Nearly all of us have been told that we should be on a low sodium diet at least once for various reasons ranging from hypertension to prevention. So is it really important and why?
Well first, lets distinguish between salt and “sodium”. Salt is NaCl and is the form of sodium that is utilized by the body, available from the ocean and to salt your food, and vital for every bodily function imaginable (if for no other reason than your nerves, which control everything, can’t work without it). Sodium includes salt, as well as tons of other chemical combinations available for dietary consumption. Many of these combinations, such as MSG (monosodium glutamate, an excitory neurotoxin linked with obesity, excessive food consumption, food “addiction”, headaches, etc.. and in virtually all processed and restaurant food), are extremely rich sources of sodium that poorly convert to NaCl and have a high affinity for water (as all sodium does). Unfortunately, these forms of sodium are harder to excrete than salt as well. So in short, non salt forms of sodium are hard to excrete, difficult to utilize metabolically, and have a very high affinity for water which will increase blood pressure (and cause numerous other issues). “Non salt” forms of dietary sodium make up approximately 80% of dietary sodium intake due to processed food and are in nearly 100% of all sauces and condiments.

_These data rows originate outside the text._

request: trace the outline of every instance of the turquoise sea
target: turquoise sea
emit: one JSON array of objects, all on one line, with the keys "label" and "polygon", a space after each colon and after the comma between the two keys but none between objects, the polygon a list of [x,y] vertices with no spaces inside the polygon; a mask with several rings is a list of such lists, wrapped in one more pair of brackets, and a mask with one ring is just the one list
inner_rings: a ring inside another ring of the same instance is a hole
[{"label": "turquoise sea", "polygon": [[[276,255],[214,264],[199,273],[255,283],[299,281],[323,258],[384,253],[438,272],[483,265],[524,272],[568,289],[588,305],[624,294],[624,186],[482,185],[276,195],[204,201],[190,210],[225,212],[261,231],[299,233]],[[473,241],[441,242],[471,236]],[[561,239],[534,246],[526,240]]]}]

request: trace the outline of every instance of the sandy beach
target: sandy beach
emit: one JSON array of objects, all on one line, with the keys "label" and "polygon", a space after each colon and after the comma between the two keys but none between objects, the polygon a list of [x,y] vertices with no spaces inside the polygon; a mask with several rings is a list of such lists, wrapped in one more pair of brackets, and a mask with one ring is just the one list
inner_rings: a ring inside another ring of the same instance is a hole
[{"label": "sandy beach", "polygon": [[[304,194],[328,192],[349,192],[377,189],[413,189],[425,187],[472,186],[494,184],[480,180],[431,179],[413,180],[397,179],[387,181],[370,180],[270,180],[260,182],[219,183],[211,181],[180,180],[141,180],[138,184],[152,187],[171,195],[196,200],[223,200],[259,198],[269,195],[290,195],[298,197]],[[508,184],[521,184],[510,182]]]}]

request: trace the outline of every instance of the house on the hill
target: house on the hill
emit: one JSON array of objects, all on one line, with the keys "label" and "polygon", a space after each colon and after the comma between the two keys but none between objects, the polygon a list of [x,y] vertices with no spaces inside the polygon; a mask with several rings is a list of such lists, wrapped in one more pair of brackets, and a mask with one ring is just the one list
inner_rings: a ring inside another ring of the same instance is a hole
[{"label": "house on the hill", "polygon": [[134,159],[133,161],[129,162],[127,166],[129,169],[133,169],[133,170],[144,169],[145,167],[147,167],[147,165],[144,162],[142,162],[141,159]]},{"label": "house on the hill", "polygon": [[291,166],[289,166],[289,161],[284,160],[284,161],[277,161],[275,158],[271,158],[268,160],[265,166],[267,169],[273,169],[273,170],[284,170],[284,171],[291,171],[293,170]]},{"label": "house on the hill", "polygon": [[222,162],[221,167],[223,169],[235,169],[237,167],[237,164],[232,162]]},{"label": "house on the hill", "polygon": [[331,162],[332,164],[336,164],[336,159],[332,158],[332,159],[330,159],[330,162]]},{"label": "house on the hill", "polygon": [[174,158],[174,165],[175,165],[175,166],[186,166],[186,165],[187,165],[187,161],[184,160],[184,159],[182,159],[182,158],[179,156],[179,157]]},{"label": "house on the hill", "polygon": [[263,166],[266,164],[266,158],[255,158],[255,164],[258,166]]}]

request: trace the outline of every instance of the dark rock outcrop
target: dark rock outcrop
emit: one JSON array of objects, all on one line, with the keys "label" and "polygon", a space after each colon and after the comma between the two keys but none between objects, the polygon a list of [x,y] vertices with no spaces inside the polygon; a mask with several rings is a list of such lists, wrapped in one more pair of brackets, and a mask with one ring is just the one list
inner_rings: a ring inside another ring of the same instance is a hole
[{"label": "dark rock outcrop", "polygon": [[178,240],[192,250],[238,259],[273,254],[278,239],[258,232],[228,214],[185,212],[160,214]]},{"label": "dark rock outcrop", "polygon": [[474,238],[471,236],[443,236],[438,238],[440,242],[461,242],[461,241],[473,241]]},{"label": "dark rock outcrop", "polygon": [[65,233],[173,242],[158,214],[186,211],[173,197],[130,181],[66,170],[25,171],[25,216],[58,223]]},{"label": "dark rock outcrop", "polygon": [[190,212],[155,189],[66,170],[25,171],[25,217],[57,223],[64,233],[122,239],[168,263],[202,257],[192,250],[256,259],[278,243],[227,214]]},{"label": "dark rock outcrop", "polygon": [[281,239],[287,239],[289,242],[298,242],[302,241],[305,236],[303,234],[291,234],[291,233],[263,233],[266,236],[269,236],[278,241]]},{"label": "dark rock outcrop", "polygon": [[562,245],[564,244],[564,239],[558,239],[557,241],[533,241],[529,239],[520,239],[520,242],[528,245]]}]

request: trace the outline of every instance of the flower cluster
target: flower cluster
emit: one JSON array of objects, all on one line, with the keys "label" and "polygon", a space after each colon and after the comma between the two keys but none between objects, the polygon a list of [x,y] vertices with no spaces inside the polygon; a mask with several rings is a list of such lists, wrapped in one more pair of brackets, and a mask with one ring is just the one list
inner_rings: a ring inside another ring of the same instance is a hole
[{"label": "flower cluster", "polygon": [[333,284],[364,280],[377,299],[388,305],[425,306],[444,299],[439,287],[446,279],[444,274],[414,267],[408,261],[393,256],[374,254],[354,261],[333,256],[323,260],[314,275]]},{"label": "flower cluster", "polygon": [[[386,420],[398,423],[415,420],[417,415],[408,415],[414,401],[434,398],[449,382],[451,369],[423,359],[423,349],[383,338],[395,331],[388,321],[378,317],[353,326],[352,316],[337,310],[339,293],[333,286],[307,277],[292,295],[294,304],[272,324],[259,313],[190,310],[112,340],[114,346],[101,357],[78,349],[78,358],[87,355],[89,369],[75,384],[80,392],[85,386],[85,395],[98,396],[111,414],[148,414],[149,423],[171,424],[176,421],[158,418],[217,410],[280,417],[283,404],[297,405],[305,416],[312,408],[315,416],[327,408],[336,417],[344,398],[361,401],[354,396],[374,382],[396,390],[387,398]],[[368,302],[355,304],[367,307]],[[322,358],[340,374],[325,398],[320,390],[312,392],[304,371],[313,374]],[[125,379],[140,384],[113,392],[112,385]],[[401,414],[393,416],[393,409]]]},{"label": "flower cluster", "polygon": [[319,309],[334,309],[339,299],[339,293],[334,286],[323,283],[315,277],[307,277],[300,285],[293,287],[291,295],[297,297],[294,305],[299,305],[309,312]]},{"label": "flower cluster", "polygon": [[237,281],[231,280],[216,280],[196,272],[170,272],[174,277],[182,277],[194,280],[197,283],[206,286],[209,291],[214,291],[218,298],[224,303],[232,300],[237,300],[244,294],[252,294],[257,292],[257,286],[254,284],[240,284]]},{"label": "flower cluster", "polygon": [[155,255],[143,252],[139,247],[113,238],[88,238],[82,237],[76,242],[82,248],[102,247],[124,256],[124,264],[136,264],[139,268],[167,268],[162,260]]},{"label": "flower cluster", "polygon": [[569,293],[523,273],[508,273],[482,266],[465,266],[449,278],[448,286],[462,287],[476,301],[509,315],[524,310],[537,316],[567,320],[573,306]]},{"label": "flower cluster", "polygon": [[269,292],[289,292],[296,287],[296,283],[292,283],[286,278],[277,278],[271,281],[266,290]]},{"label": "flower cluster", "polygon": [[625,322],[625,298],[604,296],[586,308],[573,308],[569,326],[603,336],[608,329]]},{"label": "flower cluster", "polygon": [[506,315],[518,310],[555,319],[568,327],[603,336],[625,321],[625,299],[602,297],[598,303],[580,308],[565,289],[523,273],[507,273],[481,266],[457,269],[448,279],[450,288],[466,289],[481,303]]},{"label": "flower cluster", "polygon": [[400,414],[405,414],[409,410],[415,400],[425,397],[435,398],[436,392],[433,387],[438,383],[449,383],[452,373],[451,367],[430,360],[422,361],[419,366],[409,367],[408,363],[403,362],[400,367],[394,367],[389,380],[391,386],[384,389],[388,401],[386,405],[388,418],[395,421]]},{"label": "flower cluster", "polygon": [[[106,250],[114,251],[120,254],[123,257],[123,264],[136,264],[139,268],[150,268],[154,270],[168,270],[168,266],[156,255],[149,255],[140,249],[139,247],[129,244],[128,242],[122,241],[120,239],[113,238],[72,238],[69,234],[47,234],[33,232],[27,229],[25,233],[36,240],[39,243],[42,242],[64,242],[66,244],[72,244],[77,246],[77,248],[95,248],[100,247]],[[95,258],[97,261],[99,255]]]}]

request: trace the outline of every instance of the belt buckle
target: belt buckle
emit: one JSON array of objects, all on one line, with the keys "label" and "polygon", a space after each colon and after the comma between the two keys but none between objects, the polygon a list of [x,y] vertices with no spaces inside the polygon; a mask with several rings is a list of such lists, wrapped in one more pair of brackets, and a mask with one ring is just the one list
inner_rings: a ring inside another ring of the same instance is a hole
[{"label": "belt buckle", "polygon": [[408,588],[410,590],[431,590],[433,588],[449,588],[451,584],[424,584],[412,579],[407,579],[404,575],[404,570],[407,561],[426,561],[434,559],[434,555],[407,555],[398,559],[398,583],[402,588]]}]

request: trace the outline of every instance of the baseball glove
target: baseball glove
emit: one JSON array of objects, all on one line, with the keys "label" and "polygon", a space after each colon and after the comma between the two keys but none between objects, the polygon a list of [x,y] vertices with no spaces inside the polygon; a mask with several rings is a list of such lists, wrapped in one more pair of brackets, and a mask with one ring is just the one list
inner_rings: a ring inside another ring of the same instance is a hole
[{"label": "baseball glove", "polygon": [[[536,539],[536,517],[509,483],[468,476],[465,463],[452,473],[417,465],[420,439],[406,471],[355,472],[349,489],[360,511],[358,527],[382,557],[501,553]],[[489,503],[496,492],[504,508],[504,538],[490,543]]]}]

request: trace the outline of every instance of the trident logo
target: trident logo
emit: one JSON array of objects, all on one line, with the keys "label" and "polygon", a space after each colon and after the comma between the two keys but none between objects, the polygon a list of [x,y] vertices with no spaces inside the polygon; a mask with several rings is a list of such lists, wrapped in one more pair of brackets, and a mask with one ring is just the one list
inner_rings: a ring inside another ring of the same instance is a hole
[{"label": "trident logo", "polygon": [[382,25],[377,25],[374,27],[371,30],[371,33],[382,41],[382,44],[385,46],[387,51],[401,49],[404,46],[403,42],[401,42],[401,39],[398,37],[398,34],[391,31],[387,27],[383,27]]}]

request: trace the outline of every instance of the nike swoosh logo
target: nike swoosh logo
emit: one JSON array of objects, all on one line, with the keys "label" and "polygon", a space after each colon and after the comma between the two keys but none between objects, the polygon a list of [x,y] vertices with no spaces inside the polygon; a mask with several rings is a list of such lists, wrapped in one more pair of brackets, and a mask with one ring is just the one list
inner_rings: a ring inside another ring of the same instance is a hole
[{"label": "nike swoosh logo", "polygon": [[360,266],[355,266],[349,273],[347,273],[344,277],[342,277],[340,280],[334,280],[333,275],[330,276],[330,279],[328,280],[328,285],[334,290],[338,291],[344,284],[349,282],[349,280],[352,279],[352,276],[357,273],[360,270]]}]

Now what does the research say? Well, at first glance it says that high dietary sodium increases blood pressure and the risk of heart disease….but then at further glance it says that low dietary sodium increase the risk for heart disease and all cause mortality (especially in women). So why is the information so conflicting, is there a magic ideal range and if so, how do I know what it is for me? The first thing to note is that the majority of the studies showing an increase in risk are actually looking specifically at salt (NaCl), which is what most people eliminate from their diets when going on a low sodium diet. Why? Because “I know there is sodium in salt”, and it is easier to eliminate that than read the box (yes, I said it, most of us are too lazy to read the box). The opposite is what should happen..eliminate processed food and keep cooking with salt and salting your food. So why the increased risk in women? In my experience (and this is just a theory), women are more compliant to a low sodium diet. Men are more likely to say they are…but not actually be compliant (though they typically do pretty well with compliance to low carb diets). I do not believe that this is completely intentional (maybe partially) but more likely that we just aren’t paying attention all of the time. It is easier too look at a food and it be apparent that it has carbs in it, this is not so with sodium content.
So why is low salt intake bad? The simple answer is that you need salt to regulate metabolic processes. Digging in too the research shows that low salt diets are linked with a higher risk of mortality (death), lower cardiac output (important for fitness), muscle cramping during and after exercise (a further reduction in exercise capacity), higher risk of cardiovascular disease, and some studies even show a rise in peripheral blood pressure. ??? As it turns out, low salt diets create an increase in superoxide production, a decrease in Nitric Oxide (NO) production (regulates several metabolic systems and vasodilation, which regulates blood pressure and peripheral blood supply), causes the heart to switch from fat to glucose metabolism, and results in much higher insulin levels.
What is the effect of too much dietary salt? If you are drinking the appropriate amount of water (half of your body weight in ounces per day) your kidneys will regulate salt levels quit well and it is a mute point.
My advice, based on the evidence, is to eliminate processed food (just another reason to do so), continue to cook with salt and salt your food, and drink plenty of water. For those that just crave salty foods, try salting a cumber, boiled egg, or tomato rather than chips or pretzels. You may find that you consume a lot less and appease the craving much faster.
(Note: more and more evidence is emerging that artificial sweeteners and MSG are associated with weight gain, obesity and an increase in cravings. Why? My theory is that these forms of sweet and salty foods do not satisfy biological needs effectively and therefor result in you craving more of the particular food. There is a growing body of evidence that supports this through the explanation of various complex chemical pathways, though there is still quite bit that is not answered. But the simple version is that your body asked for X and you gave it Y, which is like X but not as good, so it asks for more.)